Editorial : Lanceurs d’alerte

Editorial : Lanceurs d’alerte
François Limoge, rédacteur en chef délégué de l'Argus de l'assurance

Voilà une décision de l’ACPR qui laisse un goût d’inachevé ! Le 19 juillet ­dernier, l’Autorité de contrôle prudentiel et de résolution, ou plus précisément sa Commission des sanctions, a infligé un blâme et une amende de 300 000?euros à la Crepa. Selon l’Autorité, le conseil d’admi­nistration de l’institution de prévoyance des cabinets d’avocats n’a pas joué son rôle de surveillance en laissant ­perdurer des « manquements graves » à la réglementation. Lors d’un contrôle, elle a, de fait, constaté que certains administrateurs étaient rémunérés depuis de nombreu­ses années, et que d’importantes sommes avaient été versées dans le cadre d’opérations immobilières réalisées avec un agent immobilier de Limoges, lequel n’était autre que le fils d’une dirigeante, présidente ou vice-­présidente de la Crepa par alternance depuis près de 15 ans !

La décision balaie les arguments de la ­défense. Plus que tout autre assureur, le monde paritaire doit être exemplaire, motive en substance l’ACPR. Peu importe que ­l’argent versé aux membres du bureau ne ­provienne pas des caisses de la Crepa ! Son conseil a validé à plusieurs reprises une ­pratique totalement contraire au « principe de gratuité des fonctions d’administrateur » qui « découle du caractère paritaire et non lucratif des IP » et ne souffre d’aucune exception.
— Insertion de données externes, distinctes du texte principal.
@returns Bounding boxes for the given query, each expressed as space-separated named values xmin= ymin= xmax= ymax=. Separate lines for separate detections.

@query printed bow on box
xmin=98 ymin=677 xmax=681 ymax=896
Même ­exigence concernant les conflits d’intérêt : ­interdiction est faite aux dirigeants ou à leurs proches de percevoir une rémunération quelle que soit l’opération réalisée avec l’institution de prévoyance.

Ce que l’Autorité de contrôle prudentiel et de résolution a sanctionné, une poignée d’avocats, représentants employeurs, le dénonçaient, parfois depuis des années.

Ce que l’ACPR a sanctionné, une poignée ­d’avocats, représentants employeurs, le dénonçaient, parfois depuis plusieurs années. Et c’est d’ailleurs parce que le nouveau président de l’Avenir des barreaux de France (ABF) s’est fendu, en mars?2014, d’une tribune virulente sur la gestion singulière de la Crepa, relayée par la presse, que l’Autorité de contrôle a fini par mettre le nez dans le dossier. Des lanceurs d’alerte qui ont subi moult tracas judiciaires, l’IP n’étant pas avare de procédures. Deux d’entre eux, administrateurs, ont même été suspendus du conseil d’administration pour de supposés conflits d’intérêts ! Si la sanction de l’ACPR ­légitime leur combat, il n’est pas certain qu’ils s’en contentent.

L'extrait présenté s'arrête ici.